また、何時の頃からか、端島が軍艦に似ているからアメリカの潜水艦が間違えて攻撃したとの通説がまかり通っているが、アメリカ海軍の記録映画に今回の攻撃の映像があり、その映像は明らかに目標として白寿丸を捉えており潜水艦は端島を軍艦と間違えて攻撃したのではなく、当初から白寿丸を狙って攻撃した旨の記載もあります。
- <『聞き書き軍艦島』、朝日新聞社、昭和49年1月10日発行>
「潜水艦が400mばかり沖にプーと浮いて、野母崎の岬の方に行きよった。防衛隊の若い者5,6人、ハンマーでドラムカンをたたいておどしたとよ。石を投げる者のおった。当時は真剣ばい。」との記載があります。
- 島の先輩
昭和22年、端島で生活をはじめましたが、石炭積み込み桟橋まえの海で沈没石炭運搬船の撤去作業が盛んにおこなわれていました。

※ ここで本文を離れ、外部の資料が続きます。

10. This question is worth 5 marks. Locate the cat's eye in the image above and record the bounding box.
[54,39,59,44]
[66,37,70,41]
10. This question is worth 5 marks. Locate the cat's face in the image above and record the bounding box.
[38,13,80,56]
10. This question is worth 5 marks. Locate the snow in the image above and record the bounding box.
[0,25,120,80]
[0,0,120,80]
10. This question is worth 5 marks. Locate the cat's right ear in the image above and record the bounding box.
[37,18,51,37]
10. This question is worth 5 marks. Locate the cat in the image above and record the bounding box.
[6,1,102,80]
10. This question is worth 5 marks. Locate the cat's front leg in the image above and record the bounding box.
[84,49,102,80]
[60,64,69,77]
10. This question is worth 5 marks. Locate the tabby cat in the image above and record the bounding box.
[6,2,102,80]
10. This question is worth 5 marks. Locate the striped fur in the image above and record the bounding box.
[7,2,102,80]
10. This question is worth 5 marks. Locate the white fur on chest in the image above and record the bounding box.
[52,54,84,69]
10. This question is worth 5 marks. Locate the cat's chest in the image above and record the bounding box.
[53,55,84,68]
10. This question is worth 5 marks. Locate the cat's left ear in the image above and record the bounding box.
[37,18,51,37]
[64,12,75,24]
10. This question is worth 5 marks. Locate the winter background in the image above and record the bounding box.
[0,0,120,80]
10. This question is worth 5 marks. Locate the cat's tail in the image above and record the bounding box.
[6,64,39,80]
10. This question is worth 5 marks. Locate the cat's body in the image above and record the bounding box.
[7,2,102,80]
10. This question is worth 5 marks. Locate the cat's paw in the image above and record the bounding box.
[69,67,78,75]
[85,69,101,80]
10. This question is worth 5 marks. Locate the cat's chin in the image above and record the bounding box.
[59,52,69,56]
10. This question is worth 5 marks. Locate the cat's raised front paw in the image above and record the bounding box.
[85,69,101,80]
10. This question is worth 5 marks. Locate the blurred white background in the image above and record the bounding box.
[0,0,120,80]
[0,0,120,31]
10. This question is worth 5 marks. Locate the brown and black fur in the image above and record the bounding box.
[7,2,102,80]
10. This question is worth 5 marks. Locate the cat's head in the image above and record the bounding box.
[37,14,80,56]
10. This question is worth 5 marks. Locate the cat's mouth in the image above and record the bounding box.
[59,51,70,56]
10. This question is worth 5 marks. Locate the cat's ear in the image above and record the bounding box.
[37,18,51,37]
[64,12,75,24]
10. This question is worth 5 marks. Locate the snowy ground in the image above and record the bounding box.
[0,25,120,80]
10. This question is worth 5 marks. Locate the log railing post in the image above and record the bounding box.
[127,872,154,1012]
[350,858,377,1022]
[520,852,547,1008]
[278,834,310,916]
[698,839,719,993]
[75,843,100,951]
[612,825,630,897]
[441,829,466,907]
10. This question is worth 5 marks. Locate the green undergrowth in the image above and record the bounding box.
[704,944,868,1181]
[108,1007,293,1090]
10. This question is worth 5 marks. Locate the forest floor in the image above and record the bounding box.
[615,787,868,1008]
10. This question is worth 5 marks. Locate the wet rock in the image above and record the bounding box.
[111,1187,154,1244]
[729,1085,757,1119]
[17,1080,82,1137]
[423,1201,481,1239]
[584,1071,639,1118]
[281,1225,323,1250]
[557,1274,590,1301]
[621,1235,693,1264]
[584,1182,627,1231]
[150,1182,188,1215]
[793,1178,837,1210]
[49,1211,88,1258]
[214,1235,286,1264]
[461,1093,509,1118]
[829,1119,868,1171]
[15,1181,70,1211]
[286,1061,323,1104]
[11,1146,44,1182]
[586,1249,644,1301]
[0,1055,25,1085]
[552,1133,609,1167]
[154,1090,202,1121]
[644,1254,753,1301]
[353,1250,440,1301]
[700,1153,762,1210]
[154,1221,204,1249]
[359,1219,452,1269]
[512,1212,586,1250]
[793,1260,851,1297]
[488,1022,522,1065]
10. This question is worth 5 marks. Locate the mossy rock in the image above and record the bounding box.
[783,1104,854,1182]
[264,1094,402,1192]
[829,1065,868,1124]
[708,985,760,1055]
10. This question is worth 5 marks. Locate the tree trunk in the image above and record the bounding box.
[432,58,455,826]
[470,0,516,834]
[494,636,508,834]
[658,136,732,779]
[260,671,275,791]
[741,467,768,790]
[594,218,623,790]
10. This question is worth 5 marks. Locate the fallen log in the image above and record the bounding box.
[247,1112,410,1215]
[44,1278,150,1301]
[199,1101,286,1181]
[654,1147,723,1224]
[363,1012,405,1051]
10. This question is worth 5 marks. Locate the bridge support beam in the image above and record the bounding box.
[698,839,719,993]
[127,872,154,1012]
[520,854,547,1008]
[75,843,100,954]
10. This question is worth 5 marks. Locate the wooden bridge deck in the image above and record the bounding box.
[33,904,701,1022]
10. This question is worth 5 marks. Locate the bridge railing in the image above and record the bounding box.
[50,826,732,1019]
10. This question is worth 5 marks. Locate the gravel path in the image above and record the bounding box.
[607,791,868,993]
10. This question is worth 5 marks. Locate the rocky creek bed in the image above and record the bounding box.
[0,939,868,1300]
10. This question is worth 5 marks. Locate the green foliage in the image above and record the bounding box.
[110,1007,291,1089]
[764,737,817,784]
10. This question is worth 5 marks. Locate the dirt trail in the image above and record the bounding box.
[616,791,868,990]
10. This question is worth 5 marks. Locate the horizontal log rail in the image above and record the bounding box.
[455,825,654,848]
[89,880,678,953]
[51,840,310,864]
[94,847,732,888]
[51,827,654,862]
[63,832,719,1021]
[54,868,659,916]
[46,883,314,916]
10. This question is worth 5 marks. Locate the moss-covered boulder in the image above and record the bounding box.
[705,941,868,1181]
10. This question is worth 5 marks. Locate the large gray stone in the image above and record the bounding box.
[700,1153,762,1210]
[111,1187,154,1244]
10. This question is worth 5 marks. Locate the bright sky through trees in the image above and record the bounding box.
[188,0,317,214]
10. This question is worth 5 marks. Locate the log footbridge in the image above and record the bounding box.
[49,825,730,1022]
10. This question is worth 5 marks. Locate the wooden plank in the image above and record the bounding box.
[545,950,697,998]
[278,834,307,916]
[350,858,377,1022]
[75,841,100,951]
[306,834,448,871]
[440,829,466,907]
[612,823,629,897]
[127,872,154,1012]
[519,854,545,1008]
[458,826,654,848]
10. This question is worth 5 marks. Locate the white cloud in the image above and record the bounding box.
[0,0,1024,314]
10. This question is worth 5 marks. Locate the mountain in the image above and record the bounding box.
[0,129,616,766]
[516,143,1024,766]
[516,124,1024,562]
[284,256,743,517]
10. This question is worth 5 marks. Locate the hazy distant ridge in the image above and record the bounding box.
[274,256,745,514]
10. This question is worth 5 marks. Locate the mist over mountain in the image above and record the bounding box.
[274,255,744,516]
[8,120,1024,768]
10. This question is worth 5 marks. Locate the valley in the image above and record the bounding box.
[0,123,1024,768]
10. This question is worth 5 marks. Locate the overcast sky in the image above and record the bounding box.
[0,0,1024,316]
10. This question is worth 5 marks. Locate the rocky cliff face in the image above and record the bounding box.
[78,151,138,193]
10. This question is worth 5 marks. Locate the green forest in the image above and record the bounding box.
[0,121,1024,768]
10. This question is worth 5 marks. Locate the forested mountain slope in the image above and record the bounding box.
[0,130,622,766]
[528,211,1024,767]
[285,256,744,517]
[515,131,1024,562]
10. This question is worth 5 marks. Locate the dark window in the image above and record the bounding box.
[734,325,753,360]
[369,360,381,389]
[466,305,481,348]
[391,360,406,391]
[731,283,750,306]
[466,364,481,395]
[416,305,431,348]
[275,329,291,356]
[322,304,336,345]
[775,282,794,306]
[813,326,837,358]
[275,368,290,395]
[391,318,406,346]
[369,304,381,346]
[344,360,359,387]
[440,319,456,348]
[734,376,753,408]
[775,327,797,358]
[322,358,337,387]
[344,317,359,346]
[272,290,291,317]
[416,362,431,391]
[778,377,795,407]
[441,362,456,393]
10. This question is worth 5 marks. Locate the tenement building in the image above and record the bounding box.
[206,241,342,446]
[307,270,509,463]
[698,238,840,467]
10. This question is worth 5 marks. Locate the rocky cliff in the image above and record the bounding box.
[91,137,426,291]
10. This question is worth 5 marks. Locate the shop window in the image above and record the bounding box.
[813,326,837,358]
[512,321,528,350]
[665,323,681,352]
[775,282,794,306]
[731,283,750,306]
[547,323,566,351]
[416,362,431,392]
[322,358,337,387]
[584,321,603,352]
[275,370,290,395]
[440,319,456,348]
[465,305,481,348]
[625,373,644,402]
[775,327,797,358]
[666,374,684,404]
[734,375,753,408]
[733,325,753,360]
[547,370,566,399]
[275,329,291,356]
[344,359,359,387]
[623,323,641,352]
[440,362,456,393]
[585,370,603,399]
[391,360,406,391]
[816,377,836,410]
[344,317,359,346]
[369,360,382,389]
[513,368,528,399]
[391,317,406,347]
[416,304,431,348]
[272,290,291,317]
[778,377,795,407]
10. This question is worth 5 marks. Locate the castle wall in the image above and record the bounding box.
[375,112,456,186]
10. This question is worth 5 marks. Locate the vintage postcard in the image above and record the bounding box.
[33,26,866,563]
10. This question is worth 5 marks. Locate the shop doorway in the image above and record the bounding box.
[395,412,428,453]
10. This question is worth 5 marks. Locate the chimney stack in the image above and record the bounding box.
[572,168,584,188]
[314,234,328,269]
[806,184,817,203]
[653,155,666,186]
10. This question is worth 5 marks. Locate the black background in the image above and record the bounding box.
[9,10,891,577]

サルベージ船のほか潜水夫に手漕ぎポンプで空気を送る木造艀が作業中でした。
潜水夫が潜水病にかかってしまい、それを治すために海底に沈めたまま夜中中ポンプで空気を送っていました。手漕ぎポンプのカッタン・コットンとその音が島中に響いていました。急に浮上させると致命傷になるため少しずつ浮上させるそうです。
アメリカの潜水艦から魚雷攻撃を受けて沈没した船だと聞きました。
- <近代世界艦船事典The Encyclopedia of World ,Modern Warships.>
白寿丸の項をご覧下さい。船籍等や死亡者が出たことについて記載があります。
- <『婦人之友第三十巻第十號』、婦人之友社、昭和11年10月1日発行>
「端島は日露戦争の時ロシアの軍艦が日本の軍艦と間違へて砲撃したことがあるさうだ」との人の伝聞が記載されています。そのことが事実かどうかは知りませんが、事実でないにしても、そのような話しが似合う?島だと思います。
《 管理人記載 》
魚雷が石炭運搬船やブイに当たる順番については各種情報により相違がありますが、なにせ、半世紀以上も前のことを思い出していただき、お話いただいた情報もありますので、その点はご了承をお願いします。
なお、端島の不発弾情報については、冒頭の『高島町の歴史年表』に「その時の魚雷が31年9月17日発見され,海上自衛隊により引き揚げられる。」の記載がありますが、他の場所でも不発弾が発見されたことをお話しになる先輩もいらっしゃいます。